Top      ToC       Page 4 
1.  Introduction

   The original design goal of the Internet was to enable communications
   between hosts.  As this goal was met and people started using the
   Internet to communicate, however, it became apparent that some hosts
   were engaging in communications that were viewed as undesirable by
   certain parties.  The most famous early example of undesirable
   communications was the Morris worm [Morris], which used the Internet
   to infect many hosts in 1988.  As the Internet has evolved into a
   rich communications medium, so too have mechanisms to restrict
   communications viewed as undesirable, ranging from acceptable use
   policies enforced through informal channels to technical blocking
   mechanisms.

   Efforts to restrict or deny access to Internet resources and services
   have evolved over time.  As noted in [RFC4084], some Internet service
   providers perform filtering to restrict which applications their
   customers may use and which traffic they allow on their networks.
   These restrictions are often imposed with customer consent, where
   customers may be enterprises or individuals.  However, governments,
   service providers, and enterprises are increasingly seeking to block
   or filter access to certain content, traffic, or services without the
   knowledge or agreement of affected users.  Where these organizations
   do not directly control networks themselves, they commonly aim to
   make use of intermediary systems to implement the blocking or
   filtering.

   While blocking and filtering remain highly contentious in many cases,
   the desire to restrict communications or access to content will
   likely continue to exist.

   The difference between "blocking" and "filtering" is a matter of
   scale and perspective.  "Blocking" often refers to preventing access
   to resources in the aggregate, while "filtering" refers to preventing
   access to specific resources within an aggregate.  Both blocking and
   filtering can be implemented at the level of "services" (web hosting
   or video streaming, for example) or at the level of particular
   "content."  For the analysis presented in this document, the
   distinction between blocking and filtering does not create
   meaningfully different conclusions.  Hence, in the remainder of this
   document, we will treat the terms as being generally equivalent and
   applicable to restrictions on both content and services.

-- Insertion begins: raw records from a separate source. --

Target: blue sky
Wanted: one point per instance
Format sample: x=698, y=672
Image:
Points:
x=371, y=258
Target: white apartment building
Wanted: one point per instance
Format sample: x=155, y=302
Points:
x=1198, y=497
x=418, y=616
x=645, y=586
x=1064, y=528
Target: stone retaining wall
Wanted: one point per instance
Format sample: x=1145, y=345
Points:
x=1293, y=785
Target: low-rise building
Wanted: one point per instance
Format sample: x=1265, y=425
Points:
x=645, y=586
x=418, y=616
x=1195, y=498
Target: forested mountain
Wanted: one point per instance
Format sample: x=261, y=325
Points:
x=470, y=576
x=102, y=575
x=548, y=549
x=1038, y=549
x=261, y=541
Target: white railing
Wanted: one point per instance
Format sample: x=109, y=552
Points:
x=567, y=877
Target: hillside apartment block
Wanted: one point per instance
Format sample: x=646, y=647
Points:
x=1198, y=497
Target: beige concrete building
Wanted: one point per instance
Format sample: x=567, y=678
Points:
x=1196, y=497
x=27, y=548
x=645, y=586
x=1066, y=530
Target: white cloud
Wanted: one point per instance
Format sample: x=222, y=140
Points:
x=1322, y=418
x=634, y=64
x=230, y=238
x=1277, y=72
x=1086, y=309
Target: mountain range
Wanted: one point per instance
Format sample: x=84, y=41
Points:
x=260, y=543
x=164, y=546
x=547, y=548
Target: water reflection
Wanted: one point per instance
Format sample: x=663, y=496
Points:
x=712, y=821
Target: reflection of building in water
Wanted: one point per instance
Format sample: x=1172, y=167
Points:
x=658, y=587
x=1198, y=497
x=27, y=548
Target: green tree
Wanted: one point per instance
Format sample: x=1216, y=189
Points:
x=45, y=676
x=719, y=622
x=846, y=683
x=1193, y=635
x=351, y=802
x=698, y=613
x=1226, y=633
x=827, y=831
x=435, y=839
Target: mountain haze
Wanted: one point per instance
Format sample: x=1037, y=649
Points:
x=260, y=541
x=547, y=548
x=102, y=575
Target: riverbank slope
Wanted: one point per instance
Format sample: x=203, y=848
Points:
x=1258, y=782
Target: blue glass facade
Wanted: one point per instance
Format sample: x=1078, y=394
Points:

   This document aims to clarify the technical implications and trade-
   offs of various blocking strategies and to identify the potential for
   different strategies to potentially cause harmful side effects
   ("collateral damage") for Internet users and the overall Internet
   architecture.  This analysis is limited to technical blocking

Top      ToC       Page 5 
   mechanisms.  The scope of the analyzed blocking is limited to
   intentional blocking, not accidental blocking due to misconfiguration
   or as an unintentional side effect of something else.

   Filtering may be considered legal, illegal, ethical, or unethical in
   different places, at different times, and by different parties.  This
   document is intended for those who are conducting filtering or are
   considering conducting filtering and want to understand the
   implications of their decisions with respect to the Internet
   architecture and the trade-offs that come with each type of filtering
   strategy.  This document does not present formulas on how to make
   those trade-offs; it is likely that filtering decisions require
   knowledge of context-specific details.  Whether particular forms of
   filtering are lawful in particular jurisdictions raises complicated
   legal questions that are outside the scope of this document.  For
   similar reasons, questions about the ethics of particular forms of
   filtering are also out of scope.

2.  Filtering Examples

   Blocking systems have evolved alongside the Internet technologies
   they seek to restrict.  Looking back at the history of the Internet,
   there have been several such systems deployed by different parties
   and for different purposes.

   Firewalls: Firewalls of various sorts are very commonly employed at
   many points in today's Internet [RFC2979].  They can be deployed
   either on end hosts (under user or administrator control) or in the
   network, typically at network boundaries.  While the Internet
   Security Glossary [RFC4949] contains an extended definition of a
   firewall, informally, most people would tend to think of a firewall
   as simply "something that blocks unwanted traffic" (see [RFC4948] for
   a discussion on many types of unwanted traffic).  While there are
   many sorts of firewalls, there are several specific types of firewall
   functionality worth noting.

   o  Stateless Packet Filtering: Stateless packet filters block
      according to content-neutral rules, e.g., blocking all inbound
      connections or outbound connections on certain ports, protocols,
      or network-layer addresses.  For example, blocking outbound
      connections to port 25.

   o  Stateful Packet Filtering: More advanced configurations require
      keeping state used to enforce flow-based policies, e.g., blocking
      inbound traffic for flows that have not been established.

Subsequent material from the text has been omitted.